Cuando por fin pensaba que el drama había acabado, el rostro hastiado de la persona que iba a atenderme desvelaba que quizás estaba equivocada. Mi hijo gritando y corriendo por las dependencias mientras ‘El hombre del Renacimiento’ intentaba reducir el impacto de su presencia en la sala no contribuían a que consiguiese estar relajada. Pese a todas estas circunstancias, que pueden ser objetivamente molestas, había conseguido mantener la calma. Sin embargo, como creo que ya he comentado alguna vez, hay pocas cosas que me irriten más que la gente mal educada. Mi interlocutor, que quizás también tenía un mal día, me ha faltado al respeto de forma reiterada, con un tono chulesco y burlón que, sinceramente, creo que con un hombre no hubiera utilizado, y una falta de empatía que, afortunadamente, hacía muchísimo tiempo que no me encontraba.

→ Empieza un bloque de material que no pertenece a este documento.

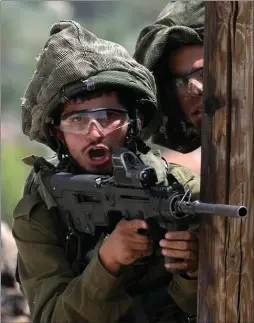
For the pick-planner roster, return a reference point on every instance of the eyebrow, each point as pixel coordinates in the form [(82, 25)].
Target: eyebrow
[(187, 73)]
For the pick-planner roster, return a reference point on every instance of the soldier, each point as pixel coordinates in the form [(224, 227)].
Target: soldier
[(86, 97), (172, 48)]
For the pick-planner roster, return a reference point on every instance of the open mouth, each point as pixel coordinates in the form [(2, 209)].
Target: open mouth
[(98, 155), (197, 112)]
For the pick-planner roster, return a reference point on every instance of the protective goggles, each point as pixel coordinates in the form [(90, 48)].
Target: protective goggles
[(106, 120), (194, 76)]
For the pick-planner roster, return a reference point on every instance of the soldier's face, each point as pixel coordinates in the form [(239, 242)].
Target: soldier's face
[(91, 129), (186, 64)]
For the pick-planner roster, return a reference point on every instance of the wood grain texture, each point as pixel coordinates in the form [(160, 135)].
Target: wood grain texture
[(226, 275)]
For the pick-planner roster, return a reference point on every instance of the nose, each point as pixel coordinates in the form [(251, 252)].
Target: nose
[(195, 87), (94, 133)]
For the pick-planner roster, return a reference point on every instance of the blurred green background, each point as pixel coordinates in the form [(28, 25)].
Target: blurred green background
[(25, 27)]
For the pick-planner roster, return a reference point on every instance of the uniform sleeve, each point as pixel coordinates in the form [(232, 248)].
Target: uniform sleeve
[(53, 292)]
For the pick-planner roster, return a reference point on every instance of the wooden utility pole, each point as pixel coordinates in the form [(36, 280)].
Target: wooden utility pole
[(226, 265)]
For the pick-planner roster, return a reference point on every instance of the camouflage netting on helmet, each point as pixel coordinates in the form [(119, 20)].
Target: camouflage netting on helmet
[(70, 57), (180, 23)]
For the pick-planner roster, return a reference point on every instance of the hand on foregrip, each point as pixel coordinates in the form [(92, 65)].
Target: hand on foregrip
[(180, 249), (125, 245)]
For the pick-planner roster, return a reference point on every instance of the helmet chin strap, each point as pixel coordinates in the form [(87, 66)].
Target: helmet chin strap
[(133, 141)]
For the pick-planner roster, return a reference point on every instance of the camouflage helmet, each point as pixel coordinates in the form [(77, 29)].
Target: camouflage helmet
[(74, 60)]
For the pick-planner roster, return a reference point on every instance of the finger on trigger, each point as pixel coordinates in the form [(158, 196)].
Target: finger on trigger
[(179, 245), (180, 235), (138, 224)]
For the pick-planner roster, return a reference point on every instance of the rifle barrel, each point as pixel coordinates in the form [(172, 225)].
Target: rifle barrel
[(197, 207)]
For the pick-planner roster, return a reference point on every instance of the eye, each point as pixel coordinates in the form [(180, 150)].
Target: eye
[(182, 82), (76, 119), (112, 115)]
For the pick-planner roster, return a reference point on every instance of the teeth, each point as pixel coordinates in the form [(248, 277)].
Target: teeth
[(98, 158)]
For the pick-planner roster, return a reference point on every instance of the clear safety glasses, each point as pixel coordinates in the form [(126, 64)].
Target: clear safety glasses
[(106, 120)]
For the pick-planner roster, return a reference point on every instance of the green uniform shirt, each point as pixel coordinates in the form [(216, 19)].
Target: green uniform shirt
[(55, 294)]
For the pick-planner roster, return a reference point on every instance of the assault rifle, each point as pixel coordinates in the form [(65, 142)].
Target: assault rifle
[(88, 201)]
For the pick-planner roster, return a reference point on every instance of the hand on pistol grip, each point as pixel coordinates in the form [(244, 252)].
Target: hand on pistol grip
[(180, 249)]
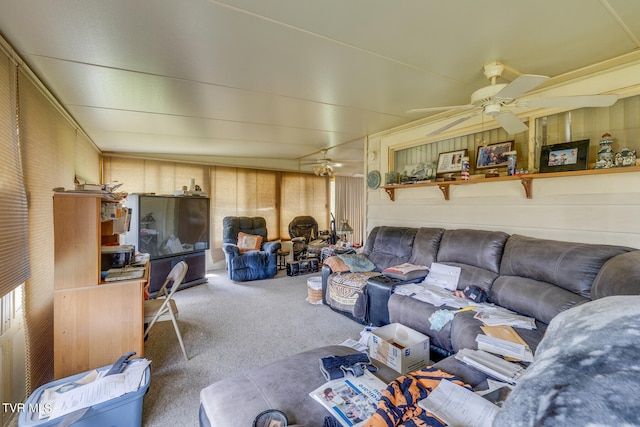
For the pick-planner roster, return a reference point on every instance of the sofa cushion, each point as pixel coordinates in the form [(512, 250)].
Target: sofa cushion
[(479, 248), (620, 275), (425, 246), (585, 370), (249, 242), (572, 266), (336, 264), (464, 329), (345, 294), (415, 315), (474, 276), (540, 300), (357, 263), (387, 246)]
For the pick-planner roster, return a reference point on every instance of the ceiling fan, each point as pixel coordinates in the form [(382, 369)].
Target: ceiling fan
[(323, 166), (496, 100)]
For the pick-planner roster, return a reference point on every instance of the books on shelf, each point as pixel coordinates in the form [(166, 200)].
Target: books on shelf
[(126, 273), (351, 400)]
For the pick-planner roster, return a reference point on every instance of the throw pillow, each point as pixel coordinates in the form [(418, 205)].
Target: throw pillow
[(406, 271), (249, 242), (336, 264), (357, 263)]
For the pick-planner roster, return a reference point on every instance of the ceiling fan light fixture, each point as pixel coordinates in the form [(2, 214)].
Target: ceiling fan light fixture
[(323, 170)]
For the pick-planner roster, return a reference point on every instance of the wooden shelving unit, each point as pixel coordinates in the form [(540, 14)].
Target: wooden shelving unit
[(94, 322), (525, 180)]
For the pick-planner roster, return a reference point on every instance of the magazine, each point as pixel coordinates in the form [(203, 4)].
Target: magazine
[(351, 400)]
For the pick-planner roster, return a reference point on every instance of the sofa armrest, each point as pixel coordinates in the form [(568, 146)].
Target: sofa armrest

No pretendo que sea simpático, solo correcto en el trato y eficaz en su trabajo.

Sin responder a sus provocaciones y con la mayoría de mis gestiones frustradas, reconozco que, por momentos, la impotencia me ahogaba la garganta y en ese mismo instante he reparado en lo trascendental y poco valorada que puede ser la amabilidad cotidiana.